Oliver was a witness tailor-made for Bailey's dramatic methods. On the stand, he startled the prosecution by declaring: "This whole proceeding is completely unfair. [The prosecution] knows he is innocent as well as I do." Bailey introduced as testimony part of a lie-detector test, which indicated that Oliver had told the truth about the boy's killing. When Eckhardt showed that the same test also indicated that Oliver harbored feelings of "tremendous hostility" toward the prosecution, a violent shouting match ensued between Eckhardt and Bailey in which Eckhardt accused Oliver of deliberately trying to obstruct the prosecution's case. When Oliver arrived at Fort McPherson, he gleefully told an Army driver: "I'm going to blow this case wide open." In part, he did. Colonel Kenneth Howard, the presiding officer, dropped the charge of killing the boy.

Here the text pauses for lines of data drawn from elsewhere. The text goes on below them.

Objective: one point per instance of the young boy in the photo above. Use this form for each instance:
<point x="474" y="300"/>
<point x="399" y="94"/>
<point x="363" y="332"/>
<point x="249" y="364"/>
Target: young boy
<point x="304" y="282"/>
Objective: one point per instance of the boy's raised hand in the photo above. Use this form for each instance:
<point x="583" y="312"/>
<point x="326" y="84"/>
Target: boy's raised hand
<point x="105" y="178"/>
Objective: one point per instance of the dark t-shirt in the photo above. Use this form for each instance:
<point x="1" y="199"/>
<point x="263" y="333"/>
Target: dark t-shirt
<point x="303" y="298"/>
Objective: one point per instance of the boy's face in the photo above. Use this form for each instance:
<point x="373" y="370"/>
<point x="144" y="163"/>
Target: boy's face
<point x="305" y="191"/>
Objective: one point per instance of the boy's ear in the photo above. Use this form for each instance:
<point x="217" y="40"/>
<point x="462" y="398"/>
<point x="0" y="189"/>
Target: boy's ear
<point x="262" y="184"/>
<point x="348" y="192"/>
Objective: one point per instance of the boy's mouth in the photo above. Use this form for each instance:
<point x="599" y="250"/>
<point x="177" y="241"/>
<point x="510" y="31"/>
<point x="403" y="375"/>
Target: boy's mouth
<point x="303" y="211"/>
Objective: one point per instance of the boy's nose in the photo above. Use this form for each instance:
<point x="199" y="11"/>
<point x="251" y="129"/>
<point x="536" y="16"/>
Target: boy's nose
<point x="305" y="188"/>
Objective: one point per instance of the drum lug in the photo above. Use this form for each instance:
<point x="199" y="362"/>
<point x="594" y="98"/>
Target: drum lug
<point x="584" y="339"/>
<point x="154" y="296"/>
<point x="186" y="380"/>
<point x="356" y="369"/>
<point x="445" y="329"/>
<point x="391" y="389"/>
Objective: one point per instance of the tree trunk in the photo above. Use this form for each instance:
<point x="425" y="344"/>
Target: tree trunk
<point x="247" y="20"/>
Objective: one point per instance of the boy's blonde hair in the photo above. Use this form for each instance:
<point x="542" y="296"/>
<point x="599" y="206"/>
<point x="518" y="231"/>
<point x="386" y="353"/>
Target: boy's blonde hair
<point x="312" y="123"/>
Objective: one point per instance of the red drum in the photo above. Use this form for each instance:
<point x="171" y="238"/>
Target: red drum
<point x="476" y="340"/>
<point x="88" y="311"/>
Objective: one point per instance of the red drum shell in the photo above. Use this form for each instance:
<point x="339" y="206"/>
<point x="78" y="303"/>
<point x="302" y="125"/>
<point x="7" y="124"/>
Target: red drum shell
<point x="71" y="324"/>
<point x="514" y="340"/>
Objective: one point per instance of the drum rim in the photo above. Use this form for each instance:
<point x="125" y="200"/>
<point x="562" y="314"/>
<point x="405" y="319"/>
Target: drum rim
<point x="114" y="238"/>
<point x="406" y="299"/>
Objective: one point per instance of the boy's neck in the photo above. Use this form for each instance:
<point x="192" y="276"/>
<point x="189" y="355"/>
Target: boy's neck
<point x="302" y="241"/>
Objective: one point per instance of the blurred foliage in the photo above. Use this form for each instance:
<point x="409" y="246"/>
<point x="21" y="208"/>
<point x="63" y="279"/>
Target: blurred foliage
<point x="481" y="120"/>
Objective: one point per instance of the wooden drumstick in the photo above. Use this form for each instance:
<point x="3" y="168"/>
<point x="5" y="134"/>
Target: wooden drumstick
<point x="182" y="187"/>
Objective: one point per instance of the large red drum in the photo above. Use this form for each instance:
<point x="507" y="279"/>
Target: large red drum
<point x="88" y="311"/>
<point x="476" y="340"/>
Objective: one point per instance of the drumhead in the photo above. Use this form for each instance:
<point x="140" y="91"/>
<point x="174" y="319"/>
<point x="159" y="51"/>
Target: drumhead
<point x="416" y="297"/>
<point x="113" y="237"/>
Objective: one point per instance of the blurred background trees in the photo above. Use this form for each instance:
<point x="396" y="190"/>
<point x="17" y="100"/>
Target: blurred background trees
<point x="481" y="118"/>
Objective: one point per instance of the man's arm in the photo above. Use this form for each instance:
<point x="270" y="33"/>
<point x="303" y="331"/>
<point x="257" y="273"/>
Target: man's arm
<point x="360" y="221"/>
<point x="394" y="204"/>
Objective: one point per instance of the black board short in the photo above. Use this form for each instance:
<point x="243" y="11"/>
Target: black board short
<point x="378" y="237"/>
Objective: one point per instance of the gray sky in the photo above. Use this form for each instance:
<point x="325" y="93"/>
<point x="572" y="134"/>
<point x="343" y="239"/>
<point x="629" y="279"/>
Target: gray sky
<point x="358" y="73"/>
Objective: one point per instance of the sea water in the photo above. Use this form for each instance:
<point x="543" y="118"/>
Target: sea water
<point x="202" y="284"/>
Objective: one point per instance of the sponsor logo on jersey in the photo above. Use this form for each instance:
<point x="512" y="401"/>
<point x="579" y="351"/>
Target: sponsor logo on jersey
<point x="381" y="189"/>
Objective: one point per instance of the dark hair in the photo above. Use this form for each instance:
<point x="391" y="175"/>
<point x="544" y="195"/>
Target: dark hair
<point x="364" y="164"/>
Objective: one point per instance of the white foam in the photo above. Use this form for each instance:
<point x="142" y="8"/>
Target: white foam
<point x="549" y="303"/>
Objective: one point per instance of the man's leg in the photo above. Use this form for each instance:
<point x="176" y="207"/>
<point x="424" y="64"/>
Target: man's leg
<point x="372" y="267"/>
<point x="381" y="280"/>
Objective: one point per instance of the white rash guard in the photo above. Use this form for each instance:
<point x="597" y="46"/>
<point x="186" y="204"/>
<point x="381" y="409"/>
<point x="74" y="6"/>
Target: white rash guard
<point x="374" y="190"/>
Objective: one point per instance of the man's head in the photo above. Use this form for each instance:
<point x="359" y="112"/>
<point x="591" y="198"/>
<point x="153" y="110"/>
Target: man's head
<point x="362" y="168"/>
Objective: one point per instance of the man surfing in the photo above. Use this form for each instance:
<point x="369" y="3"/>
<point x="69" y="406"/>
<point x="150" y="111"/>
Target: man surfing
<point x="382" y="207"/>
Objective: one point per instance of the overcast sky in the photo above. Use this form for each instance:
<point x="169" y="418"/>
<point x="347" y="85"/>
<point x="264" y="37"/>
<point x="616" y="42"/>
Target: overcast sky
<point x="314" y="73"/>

Army Argot. Medina aided his own cause when Bailey finally put him on the witness stand on the 16th day of the trial. Confident and jaunty, talking in Army argot ("40 mike mikies," "four deuces," "BMNT") for the benefit of the five battle-tested jurors, Medina denied that he had been on the scene of the massacre. He also denied that he had told his men, as Galley had claimed during his own court-martial, to kill everything, including women and children; he said he had merely told them to "use common sense." Medina admitted to killing the woman in the paddyfield, but claimed that he fired instinctively when he saw her move.

By week's end Bailey seemed to have maneuvered Medina into a sound strategic position. Colonel Howard ruled that Medina could not be found guilty of premeditated murder in the deaths of the 100 civilians because of insufficient evidence. If the jury accepts Medina's testimony about the woman, the worst judgment that could be rendered against him is one of involuntary manslaughter, which carries a maximum penalty of three years' hard labor. It is doubtful that Medina will draw a sentence anywhere near as heavy as "Rusty" Calley's (20 years' imprisonment pending appeals). Calley showed up long enough at Fort McPherson last week to say that he would plead the Fifth Amendment if called to the stand--which is just what Bailey wanted him to do.